Примечание: а/м «Виллис», бортовой № 090678, числившаяся за командующим 38 А, согласно акта подлежит списанию как неремонтабельная.
Пятнадцать лет спустя, умирая тяжело, безобразно, страшно, он пожелал, чтоб его свезли на то место за Кунцевом, до которого он доехал тогда, в 1943-м. Жена заказала такси, помогла надеть пальто и теплые ботинки «прощай, молодость», дочки свели по лестнице и усадили, но дальше подъезда не сопровождали. Они не испытывали большого интереса к тому, как он воевал, к его воспоминаниям «о боях-пожарищах, о друзьях-товарищах». Но их, конечно же, огорчали его слабость и уменьшение в объеме и в росте, которое он считал началом ухода в небытие.

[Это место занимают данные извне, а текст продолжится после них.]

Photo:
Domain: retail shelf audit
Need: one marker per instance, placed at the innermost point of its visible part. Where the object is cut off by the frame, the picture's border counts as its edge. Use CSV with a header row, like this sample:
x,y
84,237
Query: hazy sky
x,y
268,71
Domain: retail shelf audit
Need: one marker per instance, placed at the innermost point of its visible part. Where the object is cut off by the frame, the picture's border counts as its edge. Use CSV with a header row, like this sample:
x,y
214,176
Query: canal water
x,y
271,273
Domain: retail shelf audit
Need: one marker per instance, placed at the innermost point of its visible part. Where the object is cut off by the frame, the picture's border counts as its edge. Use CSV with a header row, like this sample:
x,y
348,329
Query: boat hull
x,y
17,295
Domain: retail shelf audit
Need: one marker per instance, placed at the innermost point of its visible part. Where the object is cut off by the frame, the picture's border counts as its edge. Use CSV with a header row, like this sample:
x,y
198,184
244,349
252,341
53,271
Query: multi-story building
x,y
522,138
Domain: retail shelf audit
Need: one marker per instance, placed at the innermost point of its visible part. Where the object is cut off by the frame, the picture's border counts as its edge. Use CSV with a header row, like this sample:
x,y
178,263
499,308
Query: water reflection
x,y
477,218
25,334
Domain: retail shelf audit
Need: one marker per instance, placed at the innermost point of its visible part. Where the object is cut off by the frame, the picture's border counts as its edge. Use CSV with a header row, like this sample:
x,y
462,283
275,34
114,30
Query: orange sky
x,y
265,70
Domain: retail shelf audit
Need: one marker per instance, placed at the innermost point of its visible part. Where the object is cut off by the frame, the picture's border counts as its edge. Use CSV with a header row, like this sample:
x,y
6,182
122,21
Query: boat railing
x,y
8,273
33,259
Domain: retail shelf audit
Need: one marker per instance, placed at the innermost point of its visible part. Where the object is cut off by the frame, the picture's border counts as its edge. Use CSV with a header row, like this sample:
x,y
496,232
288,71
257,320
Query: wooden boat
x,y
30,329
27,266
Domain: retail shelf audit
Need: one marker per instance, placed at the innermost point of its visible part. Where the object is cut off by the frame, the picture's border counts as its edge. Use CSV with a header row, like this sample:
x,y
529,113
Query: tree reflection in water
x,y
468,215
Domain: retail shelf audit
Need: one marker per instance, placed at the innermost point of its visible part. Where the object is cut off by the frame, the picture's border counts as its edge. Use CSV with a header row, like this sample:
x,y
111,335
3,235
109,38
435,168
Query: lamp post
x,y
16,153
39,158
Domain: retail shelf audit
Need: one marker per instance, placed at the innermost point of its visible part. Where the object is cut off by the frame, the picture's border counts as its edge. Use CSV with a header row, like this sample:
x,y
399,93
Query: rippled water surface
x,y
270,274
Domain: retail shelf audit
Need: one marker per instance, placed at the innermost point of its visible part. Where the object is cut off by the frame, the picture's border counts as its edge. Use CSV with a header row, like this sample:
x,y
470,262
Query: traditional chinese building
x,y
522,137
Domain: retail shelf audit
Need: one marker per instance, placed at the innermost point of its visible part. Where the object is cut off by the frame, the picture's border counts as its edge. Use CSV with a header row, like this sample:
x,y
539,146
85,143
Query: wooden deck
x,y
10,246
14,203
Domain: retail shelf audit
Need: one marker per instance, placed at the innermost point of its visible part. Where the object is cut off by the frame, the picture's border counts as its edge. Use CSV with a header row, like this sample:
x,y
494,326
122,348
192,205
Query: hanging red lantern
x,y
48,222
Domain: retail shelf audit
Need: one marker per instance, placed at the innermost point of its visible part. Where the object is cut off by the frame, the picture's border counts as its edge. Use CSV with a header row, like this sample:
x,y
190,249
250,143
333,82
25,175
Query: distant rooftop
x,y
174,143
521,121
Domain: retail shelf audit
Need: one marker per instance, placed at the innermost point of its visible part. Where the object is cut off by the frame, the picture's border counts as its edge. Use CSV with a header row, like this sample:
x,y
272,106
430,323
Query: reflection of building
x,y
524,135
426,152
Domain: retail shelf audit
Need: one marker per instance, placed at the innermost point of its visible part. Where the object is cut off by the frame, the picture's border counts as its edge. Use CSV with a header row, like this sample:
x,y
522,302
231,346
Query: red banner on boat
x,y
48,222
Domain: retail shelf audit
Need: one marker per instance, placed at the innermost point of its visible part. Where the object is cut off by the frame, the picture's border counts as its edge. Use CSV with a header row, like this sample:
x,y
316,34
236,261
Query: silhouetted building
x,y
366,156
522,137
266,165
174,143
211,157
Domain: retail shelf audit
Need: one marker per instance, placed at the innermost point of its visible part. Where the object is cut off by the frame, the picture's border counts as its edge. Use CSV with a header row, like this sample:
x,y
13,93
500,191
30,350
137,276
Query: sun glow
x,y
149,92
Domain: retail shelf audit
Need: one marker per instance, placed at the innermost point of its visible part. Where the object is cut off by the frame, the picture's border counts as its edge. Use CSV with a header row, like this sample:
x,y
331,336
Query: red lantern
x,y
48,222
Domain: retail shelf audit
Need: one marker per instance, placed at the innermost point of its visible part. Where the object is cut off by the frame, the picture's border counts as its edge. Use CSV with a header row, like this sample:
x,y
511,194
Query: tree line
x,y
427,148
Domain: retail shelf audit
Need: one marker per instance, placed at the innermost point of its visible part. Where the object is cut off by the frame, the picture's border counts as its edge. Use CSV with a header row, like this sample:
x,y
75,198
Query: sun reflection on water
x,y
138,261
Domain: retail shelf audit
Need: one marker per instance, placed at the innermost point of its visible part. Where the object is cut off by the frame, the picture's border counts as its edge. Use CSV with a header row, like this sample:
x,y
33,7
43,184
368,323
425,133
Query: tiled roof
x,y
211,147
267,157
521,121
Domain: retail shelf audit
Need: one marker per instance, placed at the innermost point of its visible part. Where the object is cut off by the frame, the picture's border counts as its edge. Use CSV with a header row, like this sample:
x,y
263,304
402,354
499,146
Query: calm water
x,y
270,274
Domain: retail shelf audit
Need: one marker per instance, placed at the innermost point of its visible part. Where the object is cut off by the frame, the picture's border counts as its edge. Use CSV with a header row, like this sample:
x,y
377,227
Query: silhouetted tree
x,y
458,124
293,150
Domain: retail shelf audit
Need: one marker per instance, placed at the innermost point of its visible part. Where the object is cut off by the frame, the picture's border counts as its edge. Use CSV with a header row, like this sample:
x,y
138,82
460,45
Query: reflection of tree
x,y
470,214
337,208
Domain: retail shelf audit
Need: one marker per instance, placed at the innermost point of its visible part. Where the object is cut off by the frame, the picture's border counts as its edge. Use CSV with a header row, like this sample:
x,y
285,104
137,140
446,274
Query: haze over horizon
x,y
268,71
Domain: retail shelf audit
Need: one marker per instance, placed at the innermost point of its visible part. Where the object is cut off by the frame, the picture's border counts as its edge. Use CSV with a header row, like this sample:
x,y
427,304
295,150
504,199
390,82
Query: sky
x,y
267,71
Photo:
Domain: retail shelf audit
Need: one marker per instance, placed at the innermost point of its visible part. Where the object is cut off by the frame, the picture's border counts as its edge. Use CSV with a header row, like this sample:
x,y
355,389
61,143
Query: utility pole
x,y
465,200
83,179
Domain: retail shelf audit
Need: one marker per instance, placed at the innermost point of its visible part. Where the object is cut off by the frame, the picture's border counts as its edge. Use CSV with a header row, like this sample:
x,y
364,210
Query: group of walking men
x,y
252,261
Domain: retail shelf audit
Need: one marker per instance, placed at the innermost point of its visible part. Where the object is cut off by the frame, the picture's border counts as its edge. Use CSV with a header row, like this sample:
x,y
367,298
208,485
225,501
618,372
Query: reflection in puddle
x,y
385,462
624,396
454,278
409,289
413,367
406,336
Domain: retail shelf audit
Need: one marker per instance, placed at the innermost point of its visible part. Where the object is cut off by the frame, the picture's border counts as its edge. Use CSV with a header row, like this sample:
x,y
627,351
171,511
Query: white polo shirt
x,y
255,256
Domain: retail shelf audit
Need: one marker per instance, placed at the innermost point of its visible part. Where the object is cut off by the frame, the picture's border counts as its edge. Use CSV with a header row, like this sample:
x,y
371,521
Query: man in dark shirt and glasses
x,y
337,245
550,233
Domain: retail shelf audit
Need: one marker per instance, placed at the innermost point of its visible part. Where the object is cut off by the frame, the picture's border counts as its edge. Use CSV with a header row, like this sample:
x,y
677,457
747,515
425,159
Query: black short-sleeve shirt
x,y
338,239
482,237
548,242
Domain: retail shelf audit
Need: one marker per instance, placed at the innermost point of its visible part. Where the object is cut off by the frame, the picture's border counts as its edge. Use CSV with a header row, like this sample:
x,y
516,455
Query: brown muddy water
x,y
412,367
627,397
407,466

Про его исхудалость сказала младшая:
— Ничего, папка, это значит только, что раньше ты состоял из воды.
Право, этим можно было утешиться.
Заказанный таксист оказался едва ли не еще худее, с изможденным лицом, изрезанным глубокими морщинами, с глазами водянисто-голубыми, в которых теплилась некая святость, — такие лица бывают у сильно пьющих, которые уже не нуждаются закусывать. Увидя своего пассажира, он вылез ему открыть дверцу и спросил:
— Куда повезем товарища гвардии полковника?
Сказал весело, а посмотрел с жалостью. «Хорош же я», — подумал генерал даже без грусти и ответил без упрека, усмехаясь бескровными губами:
— Что-то много ты мне отвалил.
— Не ниже, — сказал шофер. — Глаз у меня наметанный.
— Оно и чувствуется, — сказала жена.
Был канун октябрьских праздников, и Москва украшалась флагами, транспарантами, портретами дорогих и любимых. Праздник этот был ненавистен генералу — «по погодным условиям», как он говорил, и в самом деле, долго же они выбирали денек для переворота! Но был канун и другого праздника 15-летия освобождения Предславля; годовщины того дня, который провел он в госпитале почти без сознания, в семье генерала почтительно и молчаливо считались его личными праздниками. К этому дню ему присылали приглашение на встречу ветеранов 38-й армии в какой-нибудь московский ресторан, на этот раз — в Белый зал «Праги»; приглашал новый председатель инициативного комитета, бывший политрук пулеметной роты, ныне майор в отставке Безгласный. «Вы прошли с армией, — писал он, — славный путь от Воронежа до Предславля». И хотя это было правильно, даже больше, чем правильно, ибо до Предславля генерал не дошел, а лишь до Мырятина, все равно была обида. Почему его, генерала, приглашает какой-то майор? А что он тогда делал, этот Безгласный? Небось в писарях сидел, бумажки подшивал, вон какую подпись выработал себе как у министра обороны!.. Никогда не приглашали его, если обещался быть Терещенко, и то не была деликатность устроителей; они не знали, хочет ли он видеть Терещенку, но знали очень хорошо, что Терещенко его не желает видеть. В этот раз до Терещенки было, поди, не дописаться, он командовал не захудалым округом и шел на маршала, вот и приглашали Кобрисова. Не пошел бы, даже если б здоров был.
Не отвечал он и на приглашения приехать в Предславль — и так и не увидел его. Не хотел читать про его восстановление, не смотрел про него кинохронику. Завещал быть похороненным в Мырятине, но дочки, узнав об этом, попросили папку не делать глупостей, ему полагается Новодевичье, и если ему все равно, где покоиться, то не все равно будет семье и потомкам. Теперь не было никакого завещания. И не нужно было никакого, все и без него к рукам прибирали дочки.
С некоторыми трудностями, но их преодолевая, дочки повыходили замуж, старшую муж оставил, и у младшей, кажется, тоже к этому шло, но все же поднялись новые поколения, и каждой вновь образованной семье что-то выделялось в квартире. Ему с женою осталась комнатка самая маленькая, но, правда, не проходная и не запроходная — генерал уже разбирался в таких вещах. Впрочем, и в холле ему отвели кусок территории, отделив стационарной перегородкой до потолка, и там, где некогда посиживал Шестериков и рассматривал фотоальбомы, там теперь сидел генерал и вымучивал свои мемуары. Бумажки, которые уговорили его писать, поскольку хотелось наконец-то всей правды о войне, он раскладывал на кухонном столике, который хотели выбросить, а он упросил оставить.
И еще была Апрелевка, он эти два гектара получил сразу после Победы вместе с дешевым финским домиком, но до сада и огородов дело не дошло, дочери не имели к этому интереса, а думали только, как бы эту «виллу» разделить да распродать, и он уже жалел, что взял на себя эту мороку. Тут бы царствовал Шестериков, но не было Шестерикова.